On 9/18/21 5:40 AM, frame wrote:
On Friday, 17 September 2021 at 14:29:23 UTC, Steven Schveighoffer wrote:

Looking at that signature, it does not appear that it uses zero-termination at all, as it takes a length. So using `dup` and therefore the gc is totally unnecessary.

I'm assuming that string is the barcode argument?

No, the string appears inside the C-function. I'm calling the function with .ptr and the .length property as it expects.

Oh wow, I totally misunderstood what you are doing. I thought you were *calling* that function, but you are *reimplementing* that code in D.

Have you tried:

```d
const(char)* s2 = "...";
```

This will work because string literals are zero terminated and implicitly castable to `immutable(char)*`, which will also implicitly cast to `const(char)*`.

That should allow s2 to be reassigned but not modify the data.
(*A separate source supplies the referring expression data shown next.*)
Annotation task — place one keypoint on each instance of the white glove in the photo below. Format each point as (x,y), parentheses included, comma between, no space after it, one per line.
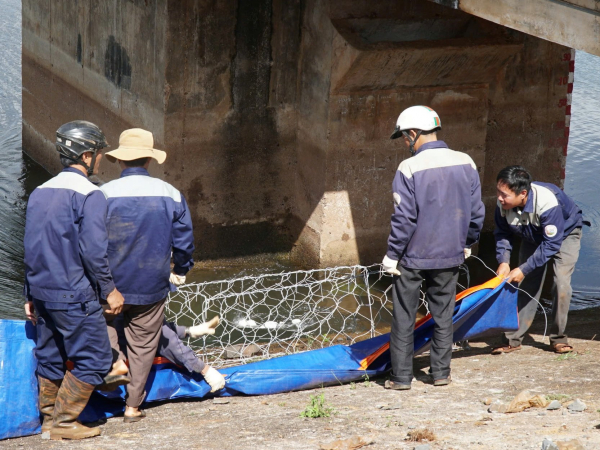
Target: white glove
(203,328)
(215,380)
(177,280)
(390,266)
IIRC, string literal data even in C is put into a read-only section by many compilers, so the code shouldn't be changing it.

Now that I understand what you are doing, it becomes clear that this isn't a situation of C code being called. Or are you calling other parts of the C library with that translated function?

The first rule of porting -- just translate, don't change anything. I would try to do exactly what C does without using the GC at all. Continue to use malloc/free. If you have issues with type representation, you may need to adjust for that.